Rating: 4 out of 5 stars - Death Cab For Cutie
Already being a fan of the band Death Cab For Cutie, I can honestly say that I was a little shocked by some aspects of the new album. The 7 minute long epic 'I Will Possess Your Heart' is definitely a new stepping stone in the increasing journey of the band, and one that in my oppinion is a step back. Sure enough it has some nice aspects: the guitar has a nice echo and some sweet effects, and the bass line is porbably one of the hookiest pieces of music the band has written to date - mainly due to the fact that the same bass line is repeated over and over without change through the entire 7 minutes of the song. This does make the song a tad boring, and quite tiresome.

The opening track is what you would expect from Death Cab For Cutie. It follows along the same lines as previous album openers 'Marching Bands Of Manhattan' from Plans and 'The New Year' from Transatlanticism. Each album often contatining an easily accessible, slow building, catchy Indie-Rock masterpiece. This is the case again on this album, however with a slight twist. A Hard-Rock plunge on the guitars for the closing moments of the song comes as a new introduction to a familiar sound on this album, and one that works surpirisingly well with their trademark accessible Indie Pop.

No Sunlight is another stab at their harder work, with a catchy chorus and some beautiful tinkly guitar work. Often reminiscent of early Bloc Party, and Long Division is also of a similar sound. 'Talking Bird' is a slower track with long drawn out vocals that spread the seed of lyrical beauty as Gibbard wails metaphor after metaphor often refering to lonliness and being caged in. 'You Can Do Better Than Me' initially sounds like a christmas jingle, with scintillating bell sounds jingling in the foreground and swooping bass lines. The lyrics are some of Gibbards most honest to date, trully epitamising his lyrical beauty and depth with ingenious poetic lines.

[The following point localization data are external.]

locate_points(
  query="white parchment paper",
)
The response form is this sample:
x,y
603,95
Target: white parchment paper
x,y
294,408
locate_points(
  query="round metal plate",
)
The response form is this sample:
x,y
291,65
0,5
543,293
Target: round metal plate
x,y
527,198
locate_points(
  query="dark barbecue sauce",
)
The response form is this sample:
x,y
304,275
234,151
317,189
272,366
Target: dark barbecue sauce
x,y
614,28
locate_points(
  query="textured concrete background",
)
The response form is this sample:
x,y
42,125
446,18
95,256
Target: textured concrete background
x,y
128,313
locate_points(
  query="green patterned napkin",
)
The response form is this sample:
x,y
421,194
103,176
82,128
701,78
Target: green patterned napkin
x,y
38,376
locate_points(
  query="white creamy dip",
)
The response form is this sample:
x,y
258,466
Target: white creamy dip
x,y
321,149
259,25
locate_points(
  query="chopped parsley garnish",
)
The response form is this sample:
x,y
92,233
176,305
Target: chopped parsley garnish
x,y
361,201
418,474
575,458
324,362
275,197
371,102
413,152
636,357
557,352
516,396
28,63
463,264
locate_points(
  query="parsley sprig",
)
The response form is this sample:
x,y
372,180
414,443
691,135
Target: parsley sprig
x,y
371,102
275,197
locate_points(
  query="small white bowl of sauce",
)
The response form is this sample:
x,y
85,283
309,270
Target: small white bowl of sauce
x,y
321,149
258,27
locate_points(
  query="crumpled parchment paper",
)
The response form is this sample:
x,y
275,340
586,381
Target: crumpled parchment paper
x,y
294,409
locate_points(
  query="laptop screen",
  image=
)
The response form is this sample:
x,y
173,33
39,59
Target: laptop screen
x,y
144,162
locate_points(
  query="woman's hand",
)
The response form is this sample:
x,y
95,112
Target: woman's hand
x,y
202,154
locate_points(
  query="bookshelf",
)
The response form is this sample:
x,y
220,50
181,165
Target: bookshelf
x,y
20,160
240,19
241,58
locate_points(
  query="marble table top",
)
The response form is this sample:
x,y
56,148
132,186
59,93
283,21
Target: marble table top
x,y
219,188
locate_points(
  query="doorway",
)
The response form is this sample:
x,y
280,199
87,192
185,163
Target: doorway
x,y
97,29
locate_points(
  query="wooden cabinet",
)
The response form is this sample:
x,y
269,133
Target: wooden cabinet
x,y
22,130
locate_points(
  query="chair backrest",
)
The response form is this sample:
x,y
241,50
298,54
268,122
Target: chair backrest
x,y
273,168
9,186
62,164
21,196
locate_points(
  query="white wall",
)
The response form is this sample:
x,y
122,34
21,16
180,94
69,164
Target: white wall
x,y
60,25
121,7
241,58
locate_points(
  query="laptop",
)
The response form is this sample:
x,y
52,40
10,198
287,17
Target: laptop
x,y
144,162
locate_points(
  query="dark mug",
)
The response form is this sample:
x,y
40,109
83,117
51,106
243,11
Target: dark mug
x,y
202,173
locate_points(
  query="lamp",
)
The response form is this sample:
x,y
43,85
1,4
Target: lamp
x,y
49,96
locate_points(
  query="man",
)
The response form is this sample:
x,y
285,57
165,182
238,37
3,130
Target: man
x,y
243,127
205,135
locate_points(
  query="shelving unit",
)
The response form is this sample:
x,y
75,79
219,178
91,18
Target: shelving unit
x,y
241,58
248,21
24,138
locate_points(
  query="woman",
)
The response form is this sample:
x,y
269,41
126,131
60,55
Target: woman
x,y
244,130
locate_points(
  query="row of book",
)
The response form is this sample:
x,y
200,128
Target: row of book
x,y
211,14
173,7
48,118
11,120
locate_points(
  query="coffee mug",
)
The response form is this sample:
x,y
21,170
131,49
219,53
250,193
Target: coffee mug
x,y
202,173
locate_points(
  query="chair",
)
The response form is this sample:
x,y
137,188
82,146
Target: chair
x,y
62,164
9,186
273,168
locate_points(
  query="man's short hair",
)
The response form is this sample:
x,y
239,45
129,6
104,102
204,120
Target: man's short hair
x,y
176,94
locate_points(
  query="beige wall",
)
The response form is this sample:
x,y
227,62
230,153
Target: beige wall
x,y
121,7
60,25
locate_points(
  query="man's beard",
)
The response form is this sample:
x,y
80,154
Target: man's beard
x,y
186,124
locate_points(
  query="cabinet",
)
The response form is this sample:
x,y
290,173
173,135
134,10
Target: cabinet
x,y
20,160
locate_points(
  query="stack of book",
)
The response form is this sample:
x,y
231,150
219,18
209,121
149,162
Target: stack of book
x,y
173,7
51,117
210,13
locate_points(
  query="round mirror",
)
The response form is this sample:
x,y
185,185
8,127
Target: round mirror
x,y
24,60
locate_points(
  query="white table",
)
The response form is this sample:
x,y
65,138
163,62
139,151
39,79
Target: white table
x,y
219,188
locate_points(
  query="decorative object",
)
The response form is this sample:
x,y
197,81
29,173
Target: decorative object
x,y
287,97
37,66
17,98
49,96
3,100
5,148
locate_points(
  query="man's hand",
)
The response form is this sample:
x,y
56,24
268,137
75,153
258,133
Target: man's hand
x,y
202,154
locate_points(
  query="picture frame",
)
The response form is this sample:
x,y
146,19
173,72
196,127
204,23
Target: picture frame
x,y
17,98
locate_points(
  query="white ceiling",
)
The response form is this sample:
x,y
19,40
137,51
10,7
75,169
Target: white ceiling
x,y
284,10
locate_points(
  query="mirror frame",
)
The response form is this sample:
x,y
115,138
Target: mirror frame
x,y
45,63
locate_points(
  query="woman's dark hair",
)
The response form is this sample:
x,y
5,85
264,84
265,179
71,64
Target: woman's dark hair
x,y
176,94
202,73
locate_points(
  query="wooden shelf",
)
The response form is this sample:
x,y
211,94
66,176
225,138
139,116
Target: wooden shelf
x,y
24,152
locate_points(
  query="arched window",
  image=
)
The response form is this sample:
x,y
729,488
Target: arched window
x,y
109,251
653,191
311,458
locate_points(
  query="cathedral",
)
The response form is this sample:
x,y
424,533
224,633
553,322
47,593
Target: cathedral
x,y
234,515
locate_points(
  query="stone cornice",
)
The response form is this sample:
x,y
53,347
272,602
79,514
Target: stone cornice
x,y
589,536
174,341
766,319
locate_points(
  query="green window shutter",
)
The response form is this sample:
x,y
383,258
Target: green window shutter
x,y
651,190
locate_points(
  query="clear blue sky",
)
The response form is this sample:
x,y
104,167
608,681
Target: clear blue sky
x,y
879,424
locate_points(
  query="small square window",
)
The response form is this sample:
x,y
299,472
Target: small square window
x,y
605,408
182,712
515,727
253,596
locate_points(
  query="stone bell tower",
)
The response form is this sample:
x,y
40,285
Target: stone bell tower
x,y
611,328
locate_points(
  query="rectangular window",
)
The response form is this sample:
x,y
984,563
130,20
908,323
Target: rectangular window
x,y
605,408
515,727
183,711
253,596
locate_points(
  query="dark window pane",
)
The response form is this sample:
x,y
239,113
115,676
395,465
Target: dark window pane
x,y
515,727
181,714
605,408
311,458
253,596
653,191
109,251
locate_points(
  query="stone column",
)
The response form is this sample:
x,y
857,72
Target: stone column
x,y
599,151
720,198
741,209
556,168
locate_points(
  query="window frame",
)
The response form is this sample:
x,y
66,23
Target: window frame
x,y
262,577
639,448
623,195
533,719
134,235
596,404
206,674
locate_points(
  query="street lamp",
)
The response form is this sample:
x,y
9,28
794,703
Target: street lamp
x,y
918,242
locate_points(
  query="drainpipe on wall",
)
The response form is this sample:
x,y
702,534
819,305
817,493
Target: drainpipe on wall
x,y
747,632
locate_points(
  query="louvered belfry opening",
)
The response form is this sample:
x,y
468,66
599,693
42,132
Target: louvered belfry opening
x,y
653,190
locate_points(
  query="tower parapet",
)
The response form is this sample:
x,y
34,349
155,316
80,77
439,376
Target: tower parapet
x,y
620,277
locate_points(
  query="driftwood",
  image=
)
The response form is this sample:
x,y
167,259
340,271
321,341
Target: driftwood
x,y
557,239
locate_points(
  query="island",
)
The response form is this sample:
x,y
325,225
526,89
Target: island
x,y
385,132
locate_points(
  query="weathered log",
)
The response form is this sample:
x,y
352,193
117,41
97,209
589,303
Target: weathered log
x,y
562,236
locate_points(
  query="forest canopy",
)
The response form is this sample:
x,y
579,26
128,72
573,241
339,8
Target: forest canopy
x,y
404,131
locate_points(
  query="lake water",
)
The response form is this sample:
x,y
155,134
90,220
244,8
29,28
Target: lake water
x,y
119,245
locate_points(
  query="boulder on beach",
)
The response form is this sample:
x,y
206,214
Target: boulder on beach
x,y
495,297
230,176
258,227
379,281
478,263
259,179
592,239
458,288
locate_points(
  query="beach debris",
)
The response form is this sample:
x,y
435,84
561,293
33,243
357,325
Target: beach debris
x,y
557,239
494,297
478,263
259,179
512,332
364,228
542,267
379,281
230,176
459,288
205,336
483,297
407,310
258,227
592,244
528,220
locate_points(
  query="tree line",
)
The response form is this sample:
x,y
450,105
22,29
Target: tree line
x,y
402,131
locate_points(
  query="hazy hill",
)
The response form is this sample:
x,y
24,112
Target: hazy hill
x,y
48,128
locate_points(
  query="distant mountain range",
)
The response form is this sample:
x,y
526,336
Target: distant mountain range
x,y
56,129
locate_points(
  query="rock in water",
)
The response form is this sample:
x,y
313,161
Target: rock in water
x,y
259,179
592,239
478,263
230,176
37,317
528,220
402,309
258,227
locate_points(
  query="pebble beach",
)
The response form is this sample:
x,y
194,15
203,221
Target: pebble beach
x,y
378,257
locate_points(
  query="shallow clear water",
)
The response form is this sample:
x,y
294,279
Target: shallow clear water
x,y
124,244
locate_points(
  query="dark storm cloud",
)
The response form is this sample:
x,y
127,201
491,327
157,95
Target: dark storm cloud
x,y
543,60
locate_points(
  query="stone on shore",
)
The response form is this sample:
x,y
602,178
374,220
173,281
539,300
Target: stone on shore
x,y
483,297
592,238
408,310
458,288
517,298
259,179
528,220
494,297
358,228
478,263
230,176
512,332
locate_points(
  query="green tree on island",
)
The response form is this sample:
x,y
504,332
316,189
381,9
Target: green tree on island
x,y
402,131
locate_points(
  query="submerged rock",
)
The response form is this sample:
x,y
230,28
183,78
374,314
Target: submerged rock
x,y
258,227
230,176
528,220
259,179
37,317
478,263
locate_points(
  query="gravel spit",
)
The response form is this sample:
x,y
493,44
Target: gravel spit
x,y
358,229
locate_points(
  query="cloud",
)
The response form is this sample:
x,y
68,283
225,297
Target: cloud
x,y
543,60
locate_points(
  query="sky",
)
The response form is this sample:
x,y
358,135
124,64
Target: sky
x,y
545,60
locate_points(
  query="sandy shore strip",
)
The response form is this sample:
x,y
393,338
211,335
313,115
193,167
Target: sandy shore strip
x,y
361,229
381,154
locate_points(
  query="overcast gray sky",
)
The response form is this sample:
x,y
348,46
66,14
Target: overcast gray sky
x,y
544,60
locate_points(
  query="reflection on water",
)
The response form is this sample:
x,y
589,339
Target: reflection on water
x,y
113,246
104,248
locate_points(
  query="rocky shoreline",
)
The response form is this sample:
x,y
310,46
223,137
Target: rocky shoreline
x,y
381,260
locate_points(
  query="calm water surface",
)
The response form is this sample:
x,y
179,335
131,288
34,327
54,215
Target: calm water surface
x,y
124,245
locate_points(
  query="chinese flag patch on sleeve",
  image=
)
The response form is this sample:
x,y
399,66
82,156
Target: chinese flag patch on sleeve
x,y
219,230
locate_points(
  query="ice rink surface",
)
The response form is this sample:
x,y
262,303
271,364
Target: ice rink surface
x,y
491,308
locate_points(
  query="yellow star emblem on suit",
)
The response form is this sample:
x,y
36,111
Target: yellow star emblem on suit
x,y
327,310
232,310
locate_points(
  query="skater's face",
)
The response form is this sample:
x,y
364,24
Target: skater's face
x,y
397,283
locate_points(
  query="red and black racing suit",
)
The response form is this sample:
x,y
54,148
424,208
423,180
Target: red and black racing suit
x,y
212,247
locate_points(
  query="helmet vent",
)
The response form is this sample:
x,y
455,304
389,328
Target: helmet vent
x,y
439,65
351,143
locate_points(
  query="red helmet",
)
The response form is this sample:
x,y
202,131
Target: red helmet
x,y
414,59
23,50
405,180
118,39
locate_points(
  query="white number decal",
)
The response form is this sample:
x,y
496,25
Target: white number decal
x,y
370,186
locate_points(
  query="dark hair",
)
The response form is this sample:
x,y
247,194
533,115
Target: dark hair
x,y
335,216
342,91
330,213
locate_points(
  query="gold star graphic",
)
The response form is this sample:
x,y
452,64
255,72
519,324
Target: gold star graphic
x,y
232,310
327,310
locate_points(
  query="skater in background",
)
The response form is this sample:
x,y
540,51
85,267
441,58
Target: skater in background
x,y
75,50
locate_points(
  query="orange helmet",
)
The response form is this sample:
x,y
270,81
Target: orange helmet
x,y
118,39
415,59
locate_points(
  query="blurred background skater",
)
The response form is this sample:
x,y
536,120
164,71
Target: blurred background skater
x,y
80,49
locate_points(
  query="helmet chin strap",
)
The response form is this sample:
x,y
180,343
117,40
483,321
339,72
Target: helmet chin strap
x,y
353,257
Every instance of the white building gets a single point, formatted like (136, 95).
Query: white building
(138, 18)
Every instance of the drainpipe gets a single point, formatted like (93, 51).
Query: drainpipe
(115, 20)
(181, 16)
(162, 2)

'Grapevine Fires' and 'Your New Twin Sized Bed' may well be some of Death Cab For Cutie's greatest work to date, closely resembled to the work on Transatlanticism. Lonliness and love: often a key ingredient to Gibbard's writing has never been brought across with such poetic beauty before, and the hooky guitar work and fear inspiring vocal courage is brought across to an apocalyptic extent. 'The Ice is Getting Thinner' is a true closing to the album; not letting it continue anywhere else but a conclusion giving the album a trully fulfilling feel.

Although the album portrays some of Death Cab For Cutie's greatest work to date, the other half of the album, however, feels a little incomplete - mainly due to the more experimentalisation used from the band. This is not a bad thing, it gives the band a more broad scale of sound, it just seems like the band may need some more time before they're new sound can be perfected. That is to say, a fantastic album, that could lead to much greater things.